Para Andrés, su primogénito, vendría a revolucionar su vida.

"Papa Papa" inició a los 20 años en esta profesión, siempre tuvo bien definida su vocación, pues la adrenalina que provoca estar siempre en constante riesgo era su pasión.

El primer medio donde colaboró fue en el periódico La Voz, a los 20 años, allí comenzó a demostrar su amor hacia esta profesión, pues según sus propias palabras "Vivir es adrenalina".

En La Voz siempre ocupó el puesto de reportero de policiaca, nunca hubo otra área por la cual él se definiera, era bueno en lo que hacía, pues el amor que sentía por su profesión se veía reflejado en su trabajo.

De ahí le sobrevino una oportunidad mejor en el periódico El Tiempo, donde buscando tener un mejor ingreso para así poder darle lo mejor a su esposa Nataly y a su primogénito, emprendió el vuelo hacia un futuro mejor.

En El Tiempo permaneció varios meses, donde siguió "duro y dale" trabajando a sol y sombra, para sacar su trabajo, el cual siempre se veía reflejado en cada una de las notas policíacas, pues lo mismo cubría un asalto a mano armada que una riña entre pandilleros, pasando por un choque, y terminando por un muertito.

A finales de 2006 ingresó al periódico La Prensa, en la misma sección de policiaca, y ahí se reencontró con su "compadre" Néstor Jiménez, ellos dos y Carlos Ballesteros "El Cone" eran pura dinamita.

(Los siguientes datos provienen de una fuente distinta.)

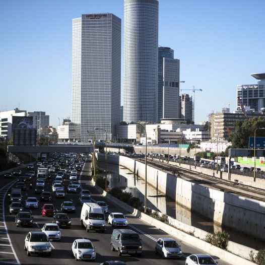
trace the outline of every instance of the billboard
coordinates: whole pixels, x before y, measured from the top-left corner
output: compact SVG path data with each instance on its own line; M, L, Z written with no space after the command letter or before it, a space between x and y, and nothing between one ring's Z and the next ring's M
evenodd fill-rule
M12 128L33 129L33 117L13 116L12 117Z
M33 128L33 117L13 116L12 134L14 146L36 145L37 130Z

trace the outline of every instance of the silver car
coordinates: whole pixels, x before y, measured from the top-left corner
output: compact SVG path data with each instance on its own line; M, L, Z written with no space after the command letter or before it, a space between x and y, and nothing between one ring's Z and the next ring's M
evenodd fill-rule
M168 237L159 238L156 244L155 251L156 253L162 254L163 258L176 257L181 258L182 252L176 240Z

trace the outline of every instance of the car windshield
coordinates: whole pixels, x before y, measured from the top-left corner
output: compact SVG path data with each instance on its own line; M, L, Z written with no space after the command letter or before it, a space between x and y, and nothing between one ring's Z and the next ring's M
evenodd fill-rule
M27 202L32 202L36 203L37 202L36 198L28 198Z
M216 263L211 257L198 257L198 259L199 260L200 264L208 264L209 265L214 264L215 265Z
M139 241L138 235L121 235L121 240L124 241Z
M56 217L56 219L69 219L69 218L68 217L68 216L67 215L58 215Z
M90 213L89 214L89 219L95 220L104 220L104 215L103 214Z
M98 202L97 203L98 205L99 205L99 206L106 206L106 203L104 203L104 202Z
M57 225L46 225L45 228L45 231L59 231Z
M64 203L64 206L74 206L73 203Z
M30 237L30 242L48 242L45 234L32 234Z
M44 209L53 209L53 205L45 205L44 206Z
M175 241L164 241L164 246L165 247L178 247L178 245Z
M11 204L11 207L21 207L21 204L20 203L12 203Z
M93 246L90 242L79 242L78 248L93 248Z
M113 218L122 218L125 219L123 215L113 215Z
M31 218L30 215L27 213L22 213L18 214L18 218Z

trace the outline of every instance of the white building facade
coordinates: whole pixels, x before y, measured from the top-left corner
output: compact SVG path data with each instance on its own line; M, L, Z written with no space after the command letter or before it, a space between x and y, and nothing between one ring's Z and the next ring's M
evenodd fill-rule
M80 142L81 135L81 124L66 122L63 125L58 126L57 133L58 142Z
M123 76L123 120L156 122L157 0L124 0Z
M73 20L72 118L81 141L112 138L120 121L121 20L112 14ZM99 129L94 131L95 128Z

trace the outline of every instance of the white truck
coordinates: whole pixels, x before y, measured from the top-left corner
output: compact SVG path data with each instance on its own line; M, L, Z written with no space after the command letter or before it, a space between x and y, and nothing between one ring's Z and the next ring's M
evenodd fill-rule
M103 209L97 204L85 203L83 205L80 221L87 232L95 230L104 233L106 230Z
M37 179L43 179L43 180L46 181L46 180L47 180L47 179L48 178L48 168L38 168L38 171L37 172Z

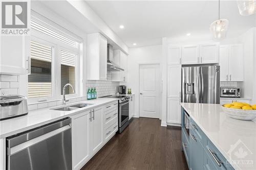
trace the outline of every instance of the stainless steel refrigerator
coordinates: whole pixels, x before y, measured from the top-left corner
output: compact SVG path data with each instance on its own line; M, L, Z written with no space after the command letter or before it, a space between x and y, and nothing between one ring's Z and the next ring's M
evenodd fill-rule
M220 104L220 66L182 67L184 103Z

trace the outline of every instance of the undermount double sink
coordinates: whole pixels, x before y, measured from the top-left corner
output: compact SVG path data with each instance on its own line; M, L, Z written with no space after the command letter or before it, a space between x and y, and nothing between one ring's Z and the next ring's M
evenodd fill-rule
M84 107L93 105L93 104L89 103L78 103L74 105L64 106L60 108L53 108L52 110L59 110L59 111L71 111L78 108L81 108Z

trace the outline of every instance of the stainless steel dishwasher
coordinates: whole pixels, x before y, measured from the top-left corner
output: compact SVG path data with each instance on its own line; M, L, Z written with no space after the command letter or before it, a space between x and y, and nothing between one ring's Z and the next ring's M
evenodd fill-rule
M72 169L71 124L66 118L7 138L7 169Z

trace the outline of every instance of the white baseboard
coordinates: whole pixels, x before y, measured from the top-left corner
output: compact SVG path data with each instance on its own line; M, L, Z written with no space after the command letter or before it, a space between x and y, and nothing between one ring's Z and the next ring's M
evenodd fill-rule
M167 127L166 122L166 121L161 120L161 126L163 126L163 127Z
M181 125L180 124L172 123L167 123L167 125L168 125L168 126L179 126L179 127L181 127Z

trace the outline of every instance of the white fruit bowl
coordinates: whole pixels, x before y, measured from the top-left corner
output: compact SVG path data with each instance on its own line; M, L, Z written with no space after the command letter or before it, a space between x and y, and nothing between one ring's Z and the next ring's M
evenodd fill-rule
M232 109L223 106L221 106L222 110L230 117L243 120L251 120L256 118L256 110Z

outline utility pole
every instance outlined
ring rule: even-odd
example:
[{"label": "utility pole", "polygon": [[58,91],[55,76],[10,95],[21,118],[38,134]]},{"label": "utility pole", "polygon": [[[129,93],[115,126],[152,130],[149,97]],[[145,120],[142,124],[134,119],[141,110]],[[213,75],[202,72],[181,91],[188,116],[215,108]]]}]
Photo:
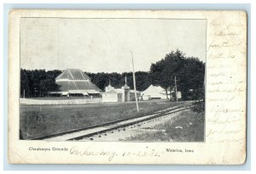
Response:
[{"label": "utility pole", "polygon": [[136,90],[136,80],[135,80],[135,72],[134,72],[134,62],[133,62],[133,54],[132,51],[131,51],[131,64],[132,64],[132,74],[133,74],[133,86],[134,86],[134,94],[135,94],[135,101],[136,101],[136,107],[137,107],[137,111],[139,112],[139,107],[137,104],[137,90]]},{"label": "utility pole", "polygon": [[175,78],[174,78],[174,82],[175,82],[175,96],[176,96],[176,102],[177,102],[176,76],[175,76]]}]

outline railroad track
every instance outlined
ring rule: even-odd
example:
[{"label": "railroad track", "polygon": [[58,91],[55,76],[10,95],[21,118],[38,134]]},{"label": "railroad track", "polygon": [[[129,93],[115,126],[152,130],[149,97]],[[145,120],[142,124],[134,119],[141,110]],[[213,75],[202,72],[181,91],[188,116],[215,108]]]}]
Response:
[{"label": "railroad track", "polygon": [[[181,112],[191,107],[191,104],[184,106],[172,107],[160,111],[152,112],[146,115],[133,117],[130,119],[122,119],[115,121],[111,121],[101,125],[96,125],[90,127],[74,129],[65,132],[60,132],[49,136],[40,136],[31,140],[46,140],[46,141],[73,141],[90,138],[95,135],[103,134],[113,130],[119,130],[120,128],[125,129],[127,126],[134,125],[139,123],[146,124],[148,120],[159,120],[161,117],[166,117],[172,113]],[[113,131],[112,131],[113,133]],[[107,135],[107,134],[105,134]],[[93,138],[90,138],[93,140]]]}]

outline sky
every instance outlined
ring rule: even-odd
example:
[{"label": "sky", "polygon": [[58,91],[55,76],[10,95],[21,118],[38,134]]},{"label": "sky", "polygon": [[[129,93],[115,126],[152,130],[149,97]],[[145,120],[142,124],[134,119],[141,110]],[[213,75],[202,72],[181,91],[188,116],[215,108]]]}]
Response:
[{"label": "sky", "polygon": [[20,67],[149,71],[172,50],[206,61],[205,20],[22,18]]}]

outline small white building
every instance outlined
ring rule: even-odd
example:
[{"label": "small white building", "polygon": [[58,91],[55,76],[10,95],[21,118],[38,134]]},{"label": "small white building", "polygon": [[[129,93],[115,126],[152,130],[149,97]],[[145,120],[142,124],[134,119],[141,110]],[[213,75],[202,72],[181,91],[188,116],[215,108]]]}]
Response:
[{"label": "small white building", "polygon": [[120,89],[115,89],[111,86],[110,81],[108,86],[105,88],[105,92],[102,93],[102,102],[130,102],[130,87],[125,84]]},{"label": "small white building", "polygon": [[[172,94],[172,95],[171,95]],[[177,98],[181,99],[181,92],[177,91]],[[143,100],[152,100],[152,99],[172,99],[175,97],[175,92],[171,91],[170,89],[167,90],[167,96],[166,96],[166,91],[164,88],[160,86],[154,86],[151,84],[147,90],[142,92],[141,94]]]}]

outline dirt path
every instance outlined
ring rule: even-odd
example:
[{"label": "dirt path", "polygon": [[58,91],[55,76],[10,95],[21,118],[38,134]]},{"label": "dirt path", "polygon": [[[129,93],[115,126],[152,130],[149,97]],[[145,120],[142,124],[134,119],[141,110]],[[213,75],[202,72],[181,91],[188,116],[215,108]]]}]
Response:
[{"label": "dirt path", "polygon": [[164,132],[166,130],[155,130],[153,128],[158,125],[162,125],[170,121],[172,122],[172,119],[173,118],[178,117],[178,115],[180,115],[182,112],[184,112],[186,110],[183,110],[174,113],[170,113],[161,118],[141,122],[139,124],[136,124],[134,125],[131,125],[125,128],[120,128],[119,130],[110,130],[106,133],[92,136],[90,137],[86,137],[81,141],[125,141],[131,136],[135,136],[146,132]]}]

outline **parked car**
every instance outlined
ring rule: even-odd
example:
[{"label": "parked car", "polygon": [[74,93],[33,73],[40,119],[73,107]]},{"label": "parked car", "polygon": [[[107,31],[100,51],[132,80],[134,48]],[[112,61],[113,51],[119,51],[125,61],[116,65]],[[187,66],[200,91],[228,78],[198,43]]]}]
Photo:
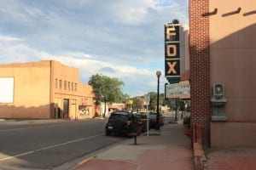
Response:
[{"label": "parked car", "polygon": [[105,126],[106,135],[112,133],[128,135],[134,130],[134,114],[129,111],[116,110],[111,113]]},{"label": "parked car", "polygon": [[[157,113],[149,113],[148,119],[149,119],[149,127],[150,128],[156,128],[156,115]],[[164,116],[162,114],[159,114],[159,125],[163,126],[164,125]]]}]

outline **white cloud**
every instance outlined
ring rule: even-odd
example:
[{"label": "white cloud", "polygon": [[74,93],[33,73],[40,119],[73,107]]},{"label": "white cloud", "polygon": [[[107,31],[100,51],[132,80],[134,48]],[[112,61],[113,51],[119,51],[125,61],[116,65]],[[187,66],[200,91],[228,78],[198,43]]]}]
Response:
[{"label": "white cloud", "polygon": [[79,68],[81,82],[106,74],[125,82],[128,94],[143,95],[155,91],[155,71],[164,70],[164,24],[176,18],[188,24],[187,3],[2,1],[0,62],[56,60]]}]

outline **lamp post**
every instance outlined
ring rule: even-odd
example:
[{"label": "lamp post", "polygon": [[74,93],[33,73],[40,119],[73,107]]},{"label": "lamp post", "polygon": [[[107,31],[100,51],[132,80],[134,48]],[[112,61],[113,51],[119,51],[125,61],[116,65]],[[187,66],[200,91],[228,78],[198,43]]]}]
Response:
[{"label": "lamp post", "polygon": [[161,71],[156,71],[156,76],[157,76],[156,129],[157,130],[160,130],[160,125],[159,125],[159,117],[160,117],[160,114],[159,114],[159,79],[160,79],[160,76],[161,76]]}]

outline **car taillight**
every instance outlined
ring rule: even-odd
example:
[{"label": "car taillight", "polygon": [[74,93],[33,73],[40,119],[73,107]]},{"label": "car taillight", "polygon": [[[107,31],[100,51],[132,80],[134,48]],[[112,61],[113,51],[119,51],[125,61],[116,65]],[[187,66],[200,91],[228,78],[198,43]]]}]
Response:
[{"label": "car taillight", "polygon": [[131,125],[131,121],[127,121],[127,125],[128,125],[128,126]]}]

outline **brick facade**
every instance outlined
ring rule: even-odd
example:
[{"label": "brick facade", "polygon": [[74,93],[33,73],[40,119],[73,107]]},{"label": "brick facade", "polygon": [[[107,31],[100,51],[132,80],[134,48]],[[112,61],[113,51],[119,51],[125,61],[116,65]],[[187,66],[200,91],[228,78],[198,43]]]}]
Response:
[{"label": "brick facade", "polygon": [[202,143],[210,143],[211,86],[209,0],[189,0],[191,123],[202,128]]}]

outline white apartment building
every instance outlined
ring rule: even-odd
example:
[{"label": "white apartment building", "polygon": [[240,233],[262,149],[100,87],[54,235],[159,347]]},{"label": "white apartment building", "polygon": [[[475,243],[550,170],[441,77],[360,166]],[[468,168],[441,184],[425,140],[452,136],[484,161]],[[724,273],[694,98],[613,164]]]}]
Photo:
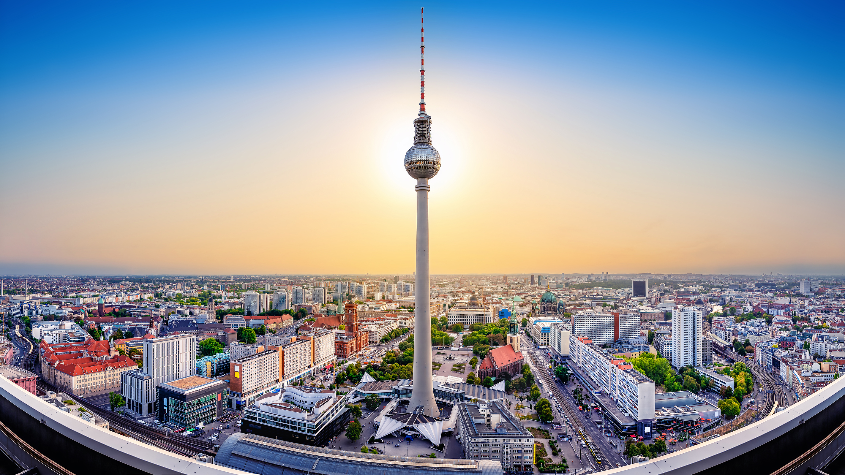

Durante los 11 meses que duró colaborando para el periódico La Prensa, su arduo esfuerzo, noches en vela y esa constante dedicación a su profesión lo colocaron como uno de los consentidos, pues siempre estuvo "al pie del cañón".

"Esta profesión es de riesgo, desgraciadamente a uno siempre lo ponen como el malo cuando va a cubrir una nota, pero es nuestra chamba, todos tarde que temprano vamos para allá, y no hay nada mejor que morir haciendo lo que a uno le gusta", ese siempre fue su lema.

Y afortunadamente para él, su partida de este mundo terrenal fue como siempre lo profesó, haciendo su trabajo. Aunque para uno como compañero la pérdida de un amigo es siempre dolorosa. Andrés descansa en Paz. Tus amigos siempre te vamos a recordar.